Improving ASI-based solar radiation nowcasting by using automatic cloud type recognition methods

In the last years there is an increasing interest for developing enhanced solar nowcasting methods, fostered by the massive deployment of small-scale / residential PV systems. Reference nowcasting methods are based on the use of All-Sky-Imagers (ASI). Although ASI-based nowcasting methods has received a notable attention in the last decade, their reliability is relatively low, because the processes involved in deriving the nowcasts are prone to many uncertainties. In this work, we propose and evaluate new methods aimed at increasing this reliability. Notably, we propose the use of an automatic cloud-type recognition system in the nowcasting procedure, allowing the use of cloud-specific transmittance values for the different cloud types. The study was carried out at a location of southern Spain, using a total of 1901 samples representing all the cloud types. Each sample is composed by one-minute time resolution ASI images, GHI and DNI measurements as well as cloud base height values derived from a ceilometer. Up to 30 minutes ahead one-minute time resolution forecasts were obtained and benchmarked against reference methods that not uses cloud-specific transmittances.
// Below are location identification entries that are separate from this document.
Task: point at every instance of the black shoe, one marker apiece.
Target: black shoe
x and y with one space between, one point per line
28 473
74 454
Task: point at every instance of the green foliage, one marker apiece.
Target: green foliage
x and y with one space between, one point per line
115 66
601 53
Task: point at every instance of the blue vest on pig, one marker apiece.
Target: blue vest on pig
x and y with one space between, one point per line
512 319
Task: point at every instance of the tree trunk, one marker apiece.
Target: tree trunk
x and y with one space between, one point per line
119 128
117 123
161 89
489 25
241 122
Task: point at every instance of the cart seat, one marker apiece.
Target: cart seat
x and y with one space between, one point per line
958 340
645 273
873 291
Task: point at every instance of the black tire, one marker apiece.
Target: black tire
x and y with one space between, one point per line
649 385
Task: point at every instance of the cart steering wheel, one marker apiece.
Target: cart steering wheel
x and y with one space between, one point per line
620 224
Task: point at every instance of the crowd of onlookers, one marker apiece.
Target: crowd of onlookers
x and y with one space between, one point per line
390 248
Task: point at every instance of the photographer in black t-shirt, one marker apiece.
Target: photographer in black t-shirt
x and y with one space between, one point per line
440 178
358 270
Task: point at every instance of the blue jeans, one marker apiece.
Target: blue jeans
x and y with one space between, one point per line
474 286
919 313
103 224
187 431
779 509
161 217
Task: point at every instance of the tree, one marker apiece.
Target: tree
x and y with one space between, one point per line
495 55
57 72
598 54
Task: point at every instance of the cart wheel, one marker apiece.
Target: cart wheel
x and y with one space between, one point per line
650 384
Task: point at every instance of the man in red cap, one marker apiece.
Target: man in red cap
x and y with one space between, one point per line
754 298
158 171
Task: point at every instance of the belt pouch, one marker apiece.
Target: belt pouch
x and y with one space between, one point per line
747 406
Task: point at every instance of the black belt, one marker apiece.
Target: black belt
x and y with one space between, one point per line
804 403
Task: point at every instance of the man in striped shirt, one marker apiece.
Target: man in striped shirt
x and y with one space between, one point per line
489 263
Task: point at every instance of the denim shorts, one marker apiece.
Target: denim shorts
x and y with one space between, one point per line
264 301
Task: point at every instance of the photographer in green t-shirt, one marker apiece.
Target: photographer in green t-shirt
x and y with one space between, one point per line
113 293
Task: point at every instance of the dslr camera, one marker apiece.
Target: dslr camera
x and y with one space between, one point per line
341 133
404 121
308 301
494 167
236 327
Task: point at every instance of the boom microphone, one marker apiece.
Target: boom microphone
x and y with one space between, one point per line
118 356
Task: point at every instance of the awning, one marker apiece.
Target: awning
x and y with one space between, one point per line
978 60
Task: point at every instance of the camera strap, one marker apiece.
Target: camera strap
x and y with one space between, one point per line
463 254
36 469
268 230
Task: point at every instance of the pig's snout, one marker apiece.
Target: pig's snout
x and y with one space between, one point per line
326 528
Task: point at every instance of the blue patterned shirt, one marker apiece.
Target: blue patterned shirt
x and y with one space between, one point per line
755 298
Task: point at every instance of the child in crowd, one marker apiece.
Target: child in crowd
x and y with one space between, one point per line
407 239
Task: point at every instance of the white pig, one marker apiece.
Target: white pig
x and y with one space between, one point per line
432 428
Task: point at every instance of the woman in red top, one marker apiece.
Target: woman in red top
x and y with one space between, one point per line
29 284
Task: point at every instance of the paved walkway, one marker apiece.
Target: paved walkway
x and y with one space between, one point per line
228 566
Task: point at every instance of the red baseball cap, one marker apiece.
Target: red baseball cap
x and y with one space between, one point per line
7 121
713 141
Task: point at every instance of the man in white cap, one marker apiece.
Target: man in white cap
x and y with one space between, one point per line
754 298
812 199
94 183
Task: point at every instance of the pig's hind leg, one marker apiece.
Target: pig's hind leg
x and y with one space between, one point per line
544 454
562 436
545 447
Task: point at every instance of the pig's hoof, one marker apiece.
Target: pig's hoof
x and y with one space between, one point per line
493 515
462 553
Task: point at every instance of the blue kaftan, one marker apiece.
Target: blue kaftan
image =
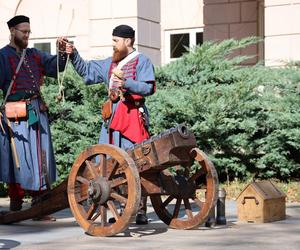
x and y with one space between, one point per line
140 80
32 141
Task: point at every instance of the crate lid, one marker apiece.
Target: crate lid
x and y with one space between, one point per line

In the first part of the study, a statistical analysis was conducted to determine the GHI and DNI transmittance of 11 different cloud types; to this end, a Gaussian Mixture Model (GMM) was used. For some of the cloud types, the cloud base height was also used as a parameter of the model. In a second part of the study, these cloud-specific transmittances were incorporated in the nowcasting procedure using an operational automatic cloud type recognition method. This new nowcasting method was evaluated as an operational forecasting procedure.

Results of the first study reveals, firstly, that DNI total transmittances are almost negligible for cumuliform clouds. In contrast, stratiform clouds show a wide range of transmittances. Notably, while stratus and altostratus clouds behaves as cumuliform clouds, transmittances for cirrostratus and cirrus are, respectively, 30% and 80%, approximately. For the GHI, the total transmittance values ranges from 80% (cirrus) to 30% (stratus).

Results from the second study show that the proposed method provide slightly enhanced GHI nowcasts associated with cirrus, altocumulus and cirrocumulus clouds skies. For these cloud-types skies, the reduction achieved in the rRMSE values ranges from 2% to 6%. On the other hand, the proposed method provide a clear superior performance for the DNI nowcasting, with an overall reduction of rRMSE values of around 10% for the entire dataset. The reduction in rRMSE values also show a dependence of the cloud types, ranging from 6% (cirrostratus/cirrocumulus) to 20% (cirrus clouds).